E&M

2001/6

Per partecipare alla maratona di New York il buon Ciro ha trasformato la sua vita diplomatica nel desolato Paraguay in un rosario di ulteriori sofferenze. Da mesi elabora e rispetta precise tabelle di allenamento, senza indulgere neppure a un dissetante se è arricchito di sali minerali. In ogni parte del mondo migliaia e migliaia di persone si allenano con la medesima caparbietà. E non certo per vincere. Chi partecipa a una gara collettiva così affascinante desidera smettere, per sempre, gli umili panni della semplice comparsa per rivestire la solenne divisa del protagonista. Se Ciro arriverà in tempo massimo gli sarà consegnato un diploma di partecipazione che registrerà la sua posizione in classifica e il tempo impiegato. Ma quelle cifre saranno soltanto un dettaglio irrisorio della gigantografia del gruppo ripreso al culmine della tensione agonistica. Ogni mattina Ciro saprà riconoscersi in uno di loro perché la corsa, per lui, continuerà ogni giorno.

Chi dice: “Sono arrivato dove volevo” è un piccolo uomo perché non è riuscito ad assaporare il gusto dell’utopia, il richiamo di quella terra affascinante proprio perché inesistente.
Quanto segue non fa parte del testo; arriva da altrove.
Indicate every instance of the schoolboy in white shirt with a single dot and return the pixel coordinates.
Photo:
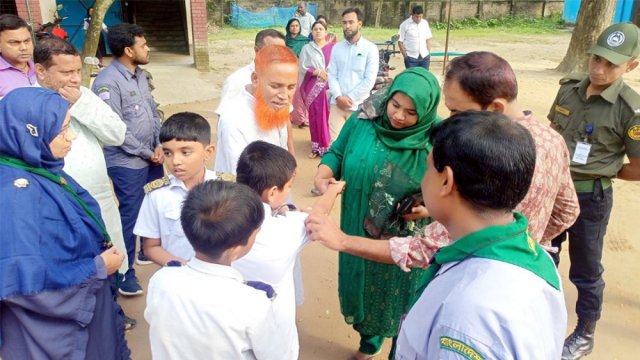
(186, 142)
(205, 310)
(270, 171)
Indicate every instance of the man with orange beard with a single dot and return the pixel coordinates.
(261, 111)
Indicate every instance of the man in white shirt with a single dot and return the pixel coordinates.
(353, 70)
(58, 65)
(261, 111)
(415, 39)
(305, 18)
(234, 84)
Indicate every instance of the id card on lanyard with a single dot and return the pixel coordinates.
(581, 154)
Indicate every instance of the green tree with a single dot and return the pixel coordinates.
(93, 36)
(593, 17)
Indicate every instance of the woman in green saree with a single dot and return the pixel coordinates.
(381, 154)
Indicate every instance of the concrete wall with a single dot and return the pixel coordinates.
(30, 11)
(47, 8)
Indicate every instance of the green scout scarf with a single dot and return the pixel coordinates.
(509, 243)
(19, 164)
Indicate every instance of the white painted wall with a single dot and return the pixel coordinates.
(47, 9)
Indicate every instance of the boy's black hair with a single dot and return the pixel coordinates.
(186, 126)
(12, 22)
(123, 35)
(218, 215)
(492, 158)
(263, 165)
(49, 47)
(417, 10)
(358, 12)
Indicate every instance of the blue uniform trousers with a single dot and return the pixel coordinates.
(128, 185)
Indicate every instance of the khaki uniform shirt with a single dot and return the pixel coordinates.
(613, 116)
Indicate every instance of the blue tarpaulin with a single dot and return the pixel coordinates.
(275, 16)
(624, 11)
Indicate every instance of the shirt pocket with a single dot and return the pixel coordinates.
(172, 218)
(560, 117)
(359, 63)
(132, 107)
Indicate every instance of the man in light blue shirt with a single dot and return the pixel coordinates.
(352, 71)
(125, 88)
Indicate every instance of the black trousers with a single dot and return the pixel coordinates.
(586, 240)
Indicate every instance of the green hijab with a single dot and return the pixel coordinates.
(403, 168)
(423, 89)
(295, 43)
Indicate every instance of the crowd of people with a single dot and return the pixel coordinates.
(450, 230)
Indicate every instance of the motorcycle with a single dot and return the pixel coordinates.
(53, 28)
(383, 78)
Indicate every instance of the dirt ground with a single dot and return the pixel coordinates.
(323, 333)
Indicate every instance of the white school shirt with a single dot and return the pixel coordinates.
(414, 37)
(353, 69)
(205, 311)
(237, 128)
(271, 260)
(234, 84)
(487, 308)
(159, 217)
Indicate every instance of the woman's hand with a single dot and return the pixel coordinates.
(112, 258)
(417, 212)
(323, 229)
(322, 75)
(323, 184)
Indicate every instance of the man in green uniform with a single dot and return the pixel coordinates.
(599, 117)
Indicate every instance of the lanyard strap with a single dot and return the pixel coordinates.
(19, 164)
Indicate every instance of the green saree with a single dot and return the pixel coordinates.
(381, 166)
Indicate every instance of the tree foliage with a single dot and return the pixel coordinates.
(593, 17)
(93, 36)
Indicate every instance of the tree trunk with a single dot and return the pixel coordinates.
(92, 37)
(593, 17)
(379, 13)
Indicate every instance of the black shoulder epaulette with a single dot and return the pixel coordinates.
(225, 176)
(573, 77)
(631, 98)
(268, 290)
(157, 184)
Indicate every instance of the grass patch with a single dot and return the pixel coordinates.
(472, 27)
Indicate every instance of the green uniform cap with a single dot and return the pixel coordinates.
(618, 43)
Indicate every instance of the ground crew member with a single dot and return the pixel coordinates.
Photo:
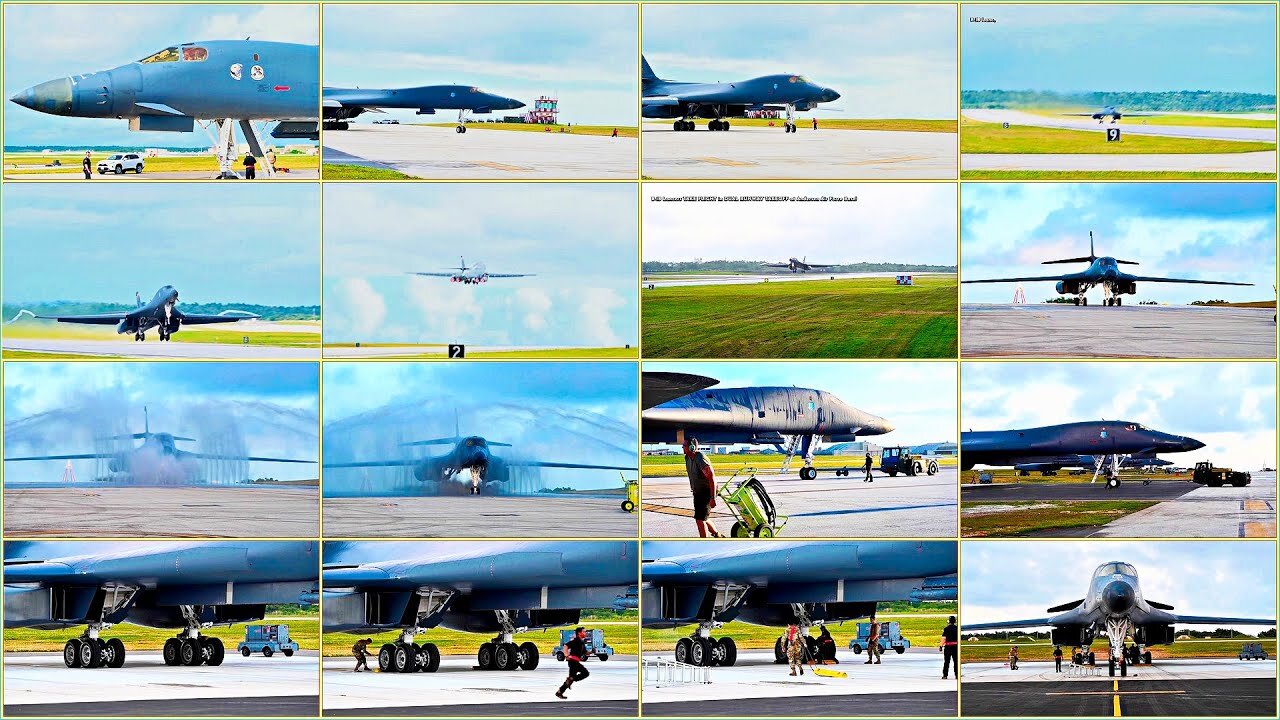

Se si accorge che qualcuno la sta avvistando, gelosissima, l’utopia sposta la sua soglia verso il regno dell’inaccessibile. Si dice che il comunismo sia morto proprio perché credette che l’utopia fosse raggiungibile. Talvolta, commettendo lo stesso errore, catechizziamo i giovani con una frase di Seneca: “Non c’è porto per chi non sa dove va”. Ma i loro occhi ci guardano perplessi. Non vogliono cercare un approdo perché amano vivere. Preferiscono l’immagine del deltaplano perché suggerisce loro la ricerca di una fortunata corrente ascensionale.

Al porto non credono neppure gli adulti: sono troppi quelli che non vogliono fare testamento.

Amano sempre e solo sorprendere. Del resto, le grandi dimensioni strategiche, dall’imprenditorialità all’innovazione, al rischio, si rifiutano di disegnare un punto definitivo di arrivo. Chi possiede una barca e la osserva ancorata alla riva immagina solo di riprendere il largo. Non è il porto che stimola: ma il suo rifiuto. Ciro, il nostro fanatico podista dilettante, è un accanito romanista. Segretario dell’Ambasciata d’Italia in Paraguay, ha festeggiato uno scudetto atteso oltre vent’anni facendo sventolare, per un giorno, sul pennone della nostra ambasciata il tricolore con la bandiera della Roma, sotto lo sguardo persino sorridente dell’ambasciatore, uno juventino raffinato (merce sempre più rara). Ma alla cena dei festeggiamenti, in una pizzeria di Asunción, Ciro domandava, proprio a me milanista: “Noi romanisti, l’anno prossimo che cosa vinceremo?”. Nel limoncello del brindisi cercava di leggere i successi del futuro.

Ciro si è appena sposato per la seconda volta. È proprio vero che il matrimonio è come una torre: chi è fuori desidera entrare, chi è dentro desidera uscire. Raggiunto un risultato, il desiderio della ripartenza si fa più intenso. Dante ci racconta che Ulisse, dopo aver raggiunta la sua Itaca, il cui desiderio ha riempito l’intera Odissea, riprenderà la via del mare verso il folle volo. Il vero sogno consiste nel moltiplicare i traguardi all’infinito. Michael Ende conclude così una celebre favola: “Dietro l’orizzonte sorgono sempre nuovi orizzonti. Abbandoniamo il mondo del sogno per ritrovarci in un altro. E mentre ne attraversiamo la frontiera, già si va preparando la successiva. La mia strada mi si dipana davanti. Io non invidio nessuno che abbia raggiunto il proprio obiettivo. Viaggio volentieri”.